Sunday, March 10, 2024

Totally Killer

Movie Name:
Totally Killer
Year of Release: 2023
Director: Nahnatchka Khan
Starring: Kiernan Shipka, Olivia Holt, Julie Bowen, Lochlyn Munro, Charlie Gillespie, Randall Park, Troy Leigh-Anne Johnson, Liana Liberato, Kelcey Mawema, Stephi Chin-Salvo, Anna Diaz, Ella Choi, Jonathan Potts, Nathaniel Appiah, Zachary Gibson, Nicholas Lloyd, Kimberly Huie
Genre: Comedy, Horror
Score out of ten (whole numbers only): 5
Watch it on Amazon

Synopsis and Review
Nahnatchka Khan has had a lengthy career writing for a series of popular comedy shows including "Malcolm in the Middle", "American Dad", and even the ones she has created, including "Don't Trust the B--- in Apartment 23", "Fresh Off the Boat" and "Young Rock". Her feature directorial debut was the Ali Wong penned comedy "Always Be My Maybe" and "Totally Killer" is her sophomore directorial endeavor, a slasher and comedy hybrid of sorts. The film focuses on the story of Jamie Hughes, who has doting and loving parents. She is at times at odds with her  well meaning mother, who has enforced in her the need to be self reliant and be dexterous in her self defense. Turns out their hometown had a series of killings in 1987, where three teenage girls named Tiffany, Marisa and Heather, were assassinated by someone who became known as the Sweet 16 Killer (because each of them was stabbed 16 times). Jamie's mom is attacked and killed the same way as the girls from 1987, not without offering some fight. Jamie mourns her death, in the company of her best friend Amelia who in the meantime has been creating a time machine for a school project. When Jamie is chased by the killer and hides in the time machine, he inadvertently stabs the machine, which activates it and sends Jamie all the way back to 1987. And right before the killings occur. Jamie figures she has an opportunity to change the past, and save all those girls, but nothing is as simple as she thinks, starting with her parents, particularly her mom who is not as doting, kind or friendly as she always presented herself to be. Jamie has to convince Lauren, her best friend's Amelia mother of who she is, and figure out how she can save the girls and also return to her timeline. 
This mix of "Back to the Future" (from director Robert Zemeckis), with slasher film genre, with "Heathers" (from director Michael Lehman), has indeed much going for it. It's script is also layered with the clash of what these days is considered politically correct, versus what was typically dished out in the 80s (and 90s and 2000s). All these references, clashes, winks, make the film both a satire for the present and past times, and for the most part the film hits the mark on many of these aspects (there are even visual nods to "A Nightmare on Elm Street").

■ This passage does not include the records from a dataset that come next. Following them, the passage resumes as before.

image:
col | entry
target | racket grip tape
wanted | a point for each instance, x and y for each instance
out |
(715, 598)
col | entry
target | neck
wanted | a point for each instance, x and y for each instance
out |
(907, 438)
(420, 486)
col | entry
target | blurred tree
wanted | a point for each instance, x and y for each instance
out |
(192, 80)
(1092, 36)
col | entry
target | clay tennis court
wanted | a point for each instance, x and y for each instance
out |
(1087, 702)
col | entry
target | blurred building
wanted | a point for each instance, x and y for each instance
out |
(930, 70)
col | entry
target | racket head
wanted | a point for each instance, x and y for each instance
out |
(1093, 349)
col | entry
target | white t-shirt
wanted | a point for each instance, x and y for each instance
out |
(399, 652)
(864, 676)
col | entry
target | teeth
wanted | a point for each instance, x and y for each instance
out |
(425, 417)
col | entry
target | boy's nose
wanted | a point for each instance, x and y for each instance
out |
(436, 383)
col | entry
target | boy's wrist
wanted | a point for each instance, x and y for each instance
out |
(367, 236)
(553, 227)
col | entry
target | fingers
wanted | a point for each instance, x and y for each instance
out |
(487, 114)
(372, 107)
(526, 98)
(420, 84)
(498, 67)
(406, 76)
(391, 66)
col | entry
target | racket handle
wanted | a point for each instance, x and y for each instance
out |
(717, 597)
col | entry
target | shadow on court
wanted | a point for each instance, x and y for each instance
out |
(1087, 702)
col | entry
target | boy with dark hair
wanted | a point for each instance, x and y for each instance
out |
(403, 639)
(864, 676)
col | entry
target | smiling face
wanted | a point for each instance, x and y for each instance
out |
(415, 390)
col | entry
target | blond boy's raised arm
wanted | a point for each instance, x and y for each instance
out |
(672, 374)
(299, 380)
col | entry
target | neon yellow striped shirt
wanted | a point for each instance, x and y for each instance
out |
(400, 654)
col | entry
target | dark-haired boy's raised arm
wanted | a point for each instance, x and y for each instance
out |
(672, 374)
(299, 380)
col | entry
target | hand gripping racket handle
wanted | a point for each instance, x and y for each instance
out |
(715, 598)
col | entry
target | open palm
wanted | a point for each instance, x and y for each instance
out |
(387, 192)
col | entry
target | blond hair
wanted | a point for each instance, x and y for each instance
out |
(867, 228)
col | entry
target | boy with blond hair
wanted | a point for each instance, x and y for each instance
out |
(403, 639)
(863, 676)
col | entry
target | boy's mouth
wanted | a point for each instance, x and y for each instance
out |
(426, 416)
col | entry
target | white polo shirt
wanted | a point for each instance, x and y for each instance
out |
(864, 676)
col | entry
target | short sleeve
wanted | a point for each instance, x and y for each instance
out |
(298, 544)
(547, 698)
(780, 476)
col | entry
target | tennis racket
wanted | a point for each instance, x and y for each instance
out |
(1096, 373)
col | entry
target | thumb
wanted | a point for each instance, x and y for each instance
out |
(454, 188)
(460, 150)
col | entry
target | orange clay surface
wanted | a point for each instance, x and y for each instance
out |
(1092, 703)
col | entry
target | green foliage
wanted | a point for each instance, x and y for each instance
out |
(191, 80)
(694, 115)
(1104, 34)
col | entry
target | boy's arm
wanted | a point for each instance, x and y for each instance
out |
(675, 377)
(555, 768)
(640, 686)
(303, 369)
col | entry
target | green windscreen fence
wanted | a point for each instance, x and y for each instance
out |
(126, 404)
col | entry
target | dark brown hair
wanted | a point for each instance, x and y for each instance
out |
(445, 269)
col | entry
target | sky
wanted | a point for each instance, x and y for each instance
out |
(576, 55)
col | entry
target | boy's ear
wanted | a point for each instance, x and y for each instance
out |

Where the film does lose a bit of its momentum is in the characters themselves. The creative team seems to have really posited their focus and attention on recreating the 80s to perfection, that they forgot to give the characters a bit more than just one paragraph descriptions of who they are and what constitutes their motivations. Particularly when Jamie goes back to the 80s (where a solid score comes into play, with songs from Echo and the Bunnymen for instance), the group of mean girls she comes in touch with, including her future mother, are barely defined, aside from their snarkiness. The film manages to hold one's attention thanks to Kiernan Shipka's central character, but even her is somewhat generic, nothing indicating what makes her particularly distinctive or even insightful (and maybe that's the point). Ultimately the film does hold an entertaining value as recreation of various sources from the 80s, but it could have been so much more. The cast is solid, with Kiernan Shipka getting solid support from Olivia Holt, Julie Bowen, Jonathan Potts and Randall Park. The production team is a bit uninspired, but the score from Michael Andrews is worth highlighting. It's watchable but also easily forgettable.